Fearful that unilateral action by Vermont might imperil his diplomatic efforts to secure British evacuation of the posts, the Secretary of State, after conferring with Washington, asserted the paramountcy of the federal government in the conduct of foreign affairs. He urged Chittenden to respect the status quo in those parts of the state over which the British claimed jurisdiction so as to avoid giving Britain any pretext for suspending negotiations on this issue, while at the same time asking the governor to comment on the substance of Hammond’s complaints so that he could deal more effectively with them (TJ to Chittenden, 9, 12 July 1792). In keeping with this policy, the Secretary of State refrained from taking any action on Chittenden’s charges pending the governor’s response to his request for information, and he informed the British minister of the steps he had taken to prevent a recurrence of the conflict (TJ to Washington, 30 July, 19 Aug. 1792; TJ to Hammond, 6, 9, 12 July 1792). Hammond soon after notified his government that in addition to these welcome measures, “Mr. Hamilton and General Knox have expressed to me the most pointed, unequivocal disapprobation of the violent conduct of the State of Vermont, and their conviction, that it is the duty and interest of the United States to use every effort to prevent a repetition of it” (Hammond to Grenville, 17 July 1792, in PRO: FO 4/16).
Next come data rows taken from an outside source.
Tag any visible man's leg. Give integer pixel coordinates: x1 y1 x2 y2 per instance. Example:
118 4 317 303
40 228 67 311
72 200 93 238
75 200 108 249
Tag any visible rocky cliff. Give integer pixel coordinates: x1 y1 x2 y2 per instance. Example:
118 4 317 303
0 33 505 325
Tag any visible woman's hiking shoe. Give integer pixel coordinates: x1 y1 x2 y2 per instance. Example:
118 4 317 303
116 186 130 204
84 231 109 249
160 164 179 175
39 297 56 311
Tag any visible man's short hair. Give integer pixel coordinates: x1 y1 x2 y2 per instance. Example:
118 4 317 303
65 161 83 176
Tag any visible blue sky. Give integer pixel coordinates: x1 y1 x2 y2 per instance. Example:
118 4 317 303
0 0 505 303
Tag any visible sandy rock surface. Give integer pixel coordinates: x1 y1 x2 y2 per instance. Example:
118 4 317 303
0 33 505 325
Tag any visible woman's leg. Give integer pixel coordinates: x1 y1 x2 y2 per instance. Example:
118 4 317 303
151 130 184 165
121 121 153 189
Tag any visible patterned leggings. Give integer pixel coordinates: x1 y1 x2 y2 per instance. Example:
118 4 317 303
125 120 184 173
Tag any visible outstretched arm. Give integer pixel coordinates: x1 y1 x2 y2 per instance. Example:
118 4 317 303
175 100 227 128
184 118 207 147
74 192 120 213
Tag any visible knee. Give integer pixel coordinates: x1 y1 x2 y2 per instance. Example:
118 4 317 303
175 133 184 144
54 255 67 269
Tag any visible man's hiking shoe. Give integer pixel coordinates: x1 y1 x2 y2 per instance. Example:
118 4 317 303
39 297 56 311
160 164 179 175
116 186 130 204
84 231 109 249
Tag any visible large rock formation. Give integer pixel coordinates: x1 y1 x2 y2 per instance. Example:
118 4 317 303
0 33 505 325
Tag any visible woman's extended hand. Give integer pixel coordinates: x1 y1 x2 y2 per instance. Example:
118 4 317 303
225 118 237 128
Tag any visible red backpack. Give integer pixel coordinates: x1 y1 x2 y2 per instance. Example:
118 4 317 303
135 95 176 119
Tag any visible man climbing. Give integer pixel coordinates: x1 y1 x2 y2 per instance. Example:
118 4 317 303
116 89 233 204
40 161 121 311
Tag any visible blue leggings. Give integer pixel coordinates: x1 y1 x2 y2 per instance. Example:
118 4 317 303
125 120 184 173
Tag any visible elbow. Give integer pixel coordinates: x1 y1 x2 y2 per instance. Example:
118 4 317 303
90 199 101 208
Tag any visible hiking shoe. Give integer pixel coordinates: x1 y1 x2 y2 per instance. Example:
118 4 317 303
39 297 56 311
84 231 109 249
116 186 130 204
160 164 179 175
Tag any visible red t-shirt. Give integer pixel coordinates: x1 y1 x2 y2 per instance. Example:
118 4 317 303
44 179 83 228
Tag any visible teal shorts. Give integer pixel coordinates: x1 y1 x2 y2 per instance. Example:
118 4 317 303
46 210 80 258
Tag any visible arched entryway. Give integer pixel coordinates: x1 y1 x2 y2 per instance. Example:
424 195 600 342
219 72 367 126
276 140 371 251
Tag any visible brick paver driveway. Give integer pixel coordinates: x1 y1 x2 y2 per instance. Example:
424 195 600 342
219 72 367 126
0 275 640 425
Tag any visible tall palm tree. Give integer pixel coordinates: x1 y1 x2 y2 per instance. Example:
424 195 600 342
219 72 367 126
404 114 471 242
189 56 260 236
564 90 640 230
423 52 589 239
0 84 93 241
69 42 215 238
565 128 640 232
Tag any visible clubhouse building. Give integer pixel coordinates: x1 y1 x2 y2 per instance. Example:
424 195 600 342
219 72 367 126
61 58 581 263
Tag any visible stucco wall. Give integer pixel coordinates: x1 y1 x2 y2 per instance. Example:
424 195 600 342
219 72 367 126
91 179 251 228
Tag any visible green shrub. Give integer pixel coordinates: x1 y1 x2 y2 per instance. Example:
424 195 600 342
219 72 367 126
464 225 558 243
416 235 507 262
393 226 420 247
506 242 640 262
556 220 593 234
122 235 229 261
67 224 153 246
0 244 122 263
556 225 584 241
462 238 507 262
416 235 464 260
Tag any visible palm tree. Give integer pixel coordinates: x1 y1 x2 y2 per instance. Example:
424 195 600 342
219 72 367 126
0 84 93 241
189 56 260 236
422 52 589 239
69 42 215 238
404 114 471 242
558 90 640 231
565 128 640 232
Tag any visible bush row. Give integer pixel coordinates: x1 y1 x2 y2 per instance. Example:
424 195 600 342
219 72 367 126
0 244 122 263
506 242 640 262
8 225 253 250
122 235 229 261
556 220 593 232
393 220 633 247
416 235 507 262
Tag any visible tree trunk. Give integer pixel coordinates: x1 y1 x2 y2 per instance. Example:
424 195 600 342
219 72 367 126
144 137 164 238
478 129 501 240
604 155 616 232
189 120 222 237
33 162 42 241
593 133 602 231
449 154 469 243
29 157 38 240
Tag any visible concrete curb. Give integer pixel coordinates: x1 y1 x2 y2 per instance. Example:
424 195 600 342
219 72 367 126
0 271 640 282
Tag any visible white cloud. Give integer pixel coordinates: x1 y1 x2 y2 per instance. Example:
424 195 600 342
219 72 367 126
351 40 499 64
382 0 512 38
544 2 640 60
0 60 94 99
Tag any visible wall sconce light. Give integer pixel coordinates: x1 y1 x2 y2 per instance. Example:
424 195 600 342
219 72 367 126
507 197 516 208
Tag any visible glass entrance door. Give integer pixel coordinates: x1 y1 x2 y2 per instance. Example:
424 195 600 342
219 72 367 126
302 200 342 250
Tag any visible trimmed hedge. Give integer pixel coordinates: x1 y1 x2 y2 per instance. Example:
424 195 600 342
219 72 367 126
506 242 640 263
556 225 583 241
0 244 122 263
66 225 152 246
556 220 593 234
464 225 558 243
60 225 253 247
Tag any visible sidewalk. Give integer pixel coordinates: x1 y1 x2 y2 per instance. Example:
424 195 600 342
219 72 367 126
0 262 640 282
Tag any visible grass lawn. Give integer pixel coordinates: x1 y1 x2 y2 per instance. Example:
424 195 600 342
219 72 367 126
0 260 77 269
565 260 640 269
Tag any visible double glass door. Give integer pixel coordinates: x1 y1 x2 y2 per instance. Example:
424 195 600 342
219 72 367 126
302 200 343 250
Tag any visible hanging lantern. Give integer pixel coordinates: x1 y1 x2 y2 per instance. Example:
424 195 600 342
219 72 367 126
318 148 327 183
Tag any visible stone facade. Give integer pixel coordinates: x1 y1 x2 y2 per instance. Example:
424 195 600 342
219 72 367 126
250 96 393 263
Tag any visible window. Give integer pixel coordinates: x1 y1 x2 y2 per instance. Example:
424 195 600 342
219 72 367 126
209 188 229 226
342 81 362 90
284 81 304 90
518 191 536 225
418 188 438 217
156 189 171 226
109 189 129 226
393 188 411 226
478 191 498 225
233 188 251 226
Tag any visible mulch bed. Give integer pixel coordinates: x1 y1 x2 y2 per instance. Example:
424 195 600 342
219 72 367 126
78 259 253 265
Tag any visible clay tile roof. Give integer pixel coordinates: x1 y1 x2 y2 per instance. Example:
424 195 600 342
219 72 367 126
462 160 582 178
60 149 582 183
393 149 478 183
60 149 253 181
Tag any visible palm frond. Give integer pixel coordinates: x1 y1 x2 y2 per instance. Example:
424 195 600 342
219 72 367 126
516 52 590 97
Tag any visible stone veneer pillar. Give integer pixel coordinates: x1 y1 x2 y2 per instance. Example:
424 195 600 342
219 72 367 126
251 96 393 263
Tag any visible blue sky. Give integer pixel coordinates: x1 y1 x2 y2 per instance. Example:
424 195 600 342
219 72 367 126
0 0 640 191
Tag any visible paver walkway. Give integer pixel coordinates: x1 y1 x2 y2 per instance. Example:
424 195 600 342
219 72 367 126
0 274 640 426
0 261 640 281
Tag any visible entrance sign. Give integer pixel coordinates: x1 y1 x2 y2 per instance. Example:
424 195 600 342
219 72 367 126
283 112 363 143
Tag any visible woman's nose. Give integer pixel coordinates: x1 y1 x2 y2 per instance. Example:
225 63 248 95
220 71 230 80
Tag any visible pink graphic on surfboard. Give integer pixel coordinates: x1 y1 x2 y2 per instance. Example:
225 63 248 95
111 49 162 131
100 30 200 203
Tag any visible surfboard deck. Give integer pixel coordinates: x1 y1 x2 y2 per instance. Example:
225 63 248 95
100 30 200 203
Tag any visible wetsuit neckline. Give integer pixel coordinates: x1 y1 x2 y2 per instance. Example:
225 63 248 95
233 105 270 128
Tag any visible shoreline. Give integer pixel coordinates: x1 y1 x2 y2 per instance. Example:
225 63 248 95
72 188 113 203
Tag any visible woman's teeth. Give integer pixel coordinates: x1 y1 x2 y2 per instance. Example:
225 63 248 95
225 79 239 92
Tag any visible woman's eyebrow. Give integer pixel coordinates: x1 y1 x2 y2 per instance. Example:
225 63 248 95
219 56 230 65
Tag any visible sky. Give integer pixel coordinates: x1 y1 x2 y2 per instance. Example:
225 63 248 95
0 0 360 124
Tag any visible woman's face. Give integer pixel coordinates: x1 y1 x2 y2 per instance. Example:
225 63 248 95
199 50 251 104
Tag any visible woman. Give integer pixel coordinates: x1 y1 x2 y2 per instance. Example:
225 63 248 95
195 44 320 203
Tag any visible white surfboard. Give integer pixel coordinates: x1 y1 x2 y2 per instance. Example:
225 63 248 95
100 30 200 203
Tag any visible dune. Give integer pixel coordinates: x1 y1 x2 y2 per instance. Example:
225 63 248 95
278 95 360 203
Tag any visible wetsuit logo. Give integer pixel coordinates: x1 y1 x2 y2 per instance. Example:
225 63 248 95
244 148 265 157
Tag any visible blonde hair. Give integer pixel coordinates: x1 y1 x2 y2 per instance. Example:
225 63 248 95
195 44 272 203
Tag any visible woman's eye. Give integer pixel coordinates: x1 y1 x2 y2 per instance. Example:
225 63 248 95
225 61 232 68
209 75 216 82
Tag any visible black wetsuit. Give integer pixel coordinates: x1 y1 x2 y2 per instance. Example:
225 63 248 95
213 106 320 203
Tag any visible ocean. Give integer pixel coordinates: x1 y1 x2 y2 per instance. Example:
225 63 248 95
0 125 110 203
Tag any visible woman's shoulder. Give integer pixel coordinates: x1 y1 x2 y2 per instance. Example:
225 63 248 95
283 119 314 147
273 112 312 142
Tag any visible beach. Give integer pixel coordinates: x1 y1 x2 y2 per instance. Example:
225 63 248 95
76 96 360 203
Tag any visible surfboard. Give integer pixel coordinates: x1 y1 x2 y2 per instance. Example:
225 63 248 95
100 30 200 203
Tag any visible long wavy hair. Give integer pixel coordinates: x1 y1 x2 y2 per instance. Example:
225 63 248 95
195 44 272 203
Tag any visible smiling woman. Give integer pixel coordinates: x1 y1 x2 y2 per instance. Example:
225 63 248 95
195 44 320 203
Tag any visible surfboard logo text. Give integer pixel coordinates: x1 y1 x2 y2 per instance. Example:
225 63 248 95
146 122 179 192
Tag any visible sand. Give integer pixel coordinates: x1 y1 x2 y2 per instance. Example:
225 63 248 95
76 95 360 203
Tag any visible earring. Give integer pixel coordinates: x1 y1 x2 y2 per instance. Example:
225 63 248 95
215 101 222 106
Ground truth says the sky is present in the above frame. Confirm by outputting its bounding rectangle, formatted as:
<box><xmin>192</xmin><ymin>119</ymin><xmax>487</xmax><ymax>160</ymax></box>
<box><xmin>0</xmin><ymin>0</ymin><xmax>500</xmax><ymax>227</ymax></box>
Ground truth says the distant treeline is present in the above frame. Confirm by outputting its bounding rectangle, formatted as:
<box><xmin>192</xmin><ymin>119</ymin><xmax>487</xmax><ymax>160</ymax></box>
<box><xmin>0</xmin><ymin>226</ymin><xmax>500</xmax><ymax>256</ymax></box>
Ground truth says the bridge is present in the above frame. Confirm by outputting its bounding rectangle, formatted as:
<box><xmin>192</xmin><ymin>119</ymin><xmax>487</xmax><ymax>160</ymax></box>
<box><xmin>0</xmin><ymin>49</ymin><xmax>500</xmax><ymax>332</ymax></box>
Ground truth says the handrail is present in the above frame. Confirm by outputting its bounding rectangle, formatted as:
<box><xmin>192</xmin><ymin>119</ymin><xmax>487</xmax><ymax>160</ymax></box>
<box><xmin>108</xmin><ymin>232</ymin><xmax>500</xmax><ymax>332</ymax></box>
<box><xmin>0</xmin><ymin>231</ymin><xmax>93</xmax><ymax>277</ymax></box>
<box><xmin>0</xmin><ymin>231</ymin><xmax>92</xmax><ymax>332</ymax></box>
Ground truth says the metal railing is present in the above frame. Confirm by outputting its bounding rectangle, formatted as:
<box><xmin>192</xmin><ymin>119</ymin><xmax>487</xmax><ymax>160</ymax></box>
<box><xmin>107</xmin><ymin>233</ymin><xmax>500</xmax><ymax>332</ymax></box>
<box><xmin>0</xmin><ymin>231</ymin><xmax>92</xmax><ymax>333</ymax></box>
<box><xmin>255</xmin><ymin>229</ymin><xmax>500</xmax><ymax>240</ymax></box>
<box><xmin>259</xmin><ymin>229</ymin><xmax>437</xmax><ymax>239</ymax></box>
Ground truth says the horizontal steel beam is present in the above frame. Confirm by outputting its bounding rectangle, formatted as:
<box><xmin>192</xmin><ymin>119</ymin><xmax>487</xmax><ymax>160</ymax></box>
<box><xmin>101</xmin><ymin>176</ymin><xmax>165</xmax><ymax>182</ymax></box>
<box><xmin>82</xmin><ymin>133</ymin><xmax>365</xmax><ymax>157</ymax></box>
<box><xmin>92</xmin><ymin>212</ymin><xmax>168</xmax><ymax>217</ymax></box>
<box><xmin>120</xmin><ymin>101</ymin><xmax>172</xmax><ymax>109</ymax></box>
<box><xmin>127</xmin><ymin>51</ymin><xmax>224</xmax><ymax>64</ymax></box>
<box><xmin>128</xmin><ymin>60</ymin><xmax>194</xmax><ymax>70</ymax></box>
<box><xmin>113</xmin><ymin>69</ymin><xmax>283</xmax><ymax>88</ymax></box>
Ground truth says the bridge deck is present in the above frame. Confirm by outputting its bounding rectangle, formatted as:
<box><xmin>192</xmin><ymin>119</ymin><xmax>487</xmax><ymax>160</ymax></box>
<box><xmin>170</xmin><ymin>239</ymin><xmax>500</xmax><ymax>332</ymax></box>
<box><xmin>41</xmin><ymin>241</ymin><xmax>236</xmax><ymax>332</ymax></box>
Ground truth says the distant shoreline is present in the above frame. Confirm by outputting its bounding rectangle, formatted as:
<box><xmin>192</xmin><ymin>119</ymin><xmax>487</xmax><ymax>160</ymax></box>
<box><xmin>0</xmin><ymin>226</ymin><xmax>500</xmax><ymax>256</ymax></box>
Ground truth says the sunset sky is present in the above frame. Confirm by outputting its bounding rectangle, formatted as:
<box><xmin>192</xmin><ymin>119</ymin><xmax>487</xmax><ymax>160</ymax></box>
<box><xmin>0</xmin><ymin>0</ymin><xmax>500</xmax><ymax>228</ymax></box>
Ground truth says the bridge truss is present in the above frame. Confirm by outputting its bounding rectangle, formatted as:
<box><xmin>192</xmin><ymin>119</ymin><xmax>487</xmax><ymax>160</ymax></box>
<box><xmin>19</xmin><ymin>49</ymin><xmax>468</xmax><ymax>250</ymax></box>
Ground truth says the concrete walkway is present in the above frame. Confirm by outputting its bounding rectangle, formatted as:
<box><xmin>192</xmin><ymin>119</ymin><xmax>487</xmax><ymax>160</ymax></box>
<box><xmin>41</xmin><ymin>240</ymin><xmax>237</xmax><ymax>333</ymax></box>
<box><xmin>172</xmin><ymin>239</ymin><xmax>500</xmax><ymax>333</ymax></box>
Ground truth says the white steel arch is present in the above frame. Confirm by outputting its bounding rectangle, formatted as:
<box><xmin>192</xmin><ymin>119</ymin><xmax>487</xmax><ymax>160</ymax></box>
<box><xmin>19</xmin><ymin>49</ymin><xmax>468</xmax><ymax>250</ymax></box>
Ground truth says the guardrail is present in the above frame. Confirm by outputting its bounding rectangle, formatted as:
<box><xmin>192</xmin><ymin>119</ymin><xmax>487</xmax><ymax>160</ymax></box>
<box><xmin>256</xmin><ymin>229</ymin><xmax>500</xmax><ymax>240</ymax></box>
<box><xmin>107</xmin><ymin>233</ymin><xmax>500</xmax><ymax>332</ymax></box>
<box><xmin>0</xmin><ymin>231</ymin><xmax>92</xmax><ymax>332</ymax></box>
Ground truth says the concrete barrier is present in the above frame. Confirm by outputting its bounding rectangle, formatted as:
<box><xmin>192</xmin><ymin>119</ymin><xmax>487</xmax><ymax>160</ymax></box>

TJ satisfied the British minister at the cost of offending the governor and legislature of Vermont. Chittenden ignored TJ’s requests for an explanation of his actions in the Alburgh affair, and in October 1792 submitted the letters he had received from TJ and a host of other pertinent documents to the Vermont Assembly. Resentful at TJ’s failure to support Vermont’s claims in this dispute, the assembly praised Chittenden’s actions throughout the Alburgh controversy and charged that “the letters written by Mr. Jefferson, to his Excellency the Governor of this State, must have been founded on a mistaking of facts, which must have been received from Canada.” In consequence, the legislators advised the governor to submit a statement of the case to the President in order to show that “Alburgh is not occupied by the British troops, nor under their protection.” Chittenden evidently saw no need to prepare such a statement because by this time the British had abandoned their efforts to prevent the institution of town government in Alburgh, thereby tacitly recognizing the legitimacy of Vermont’s jurisdiction (Report of Committee of Vermont Assembly, 20 Oct. 1792, and Depositions of Reuben Garlick, 31 July 1792, and Benjamin Marvin, 18 Oct. 1792, Vermont Records, description begins E. P. Walton, ed., Records of the Governor and Council of the State of Vermont, Montpelier, 1873–80, 8 vols. description ends iv, 469–71).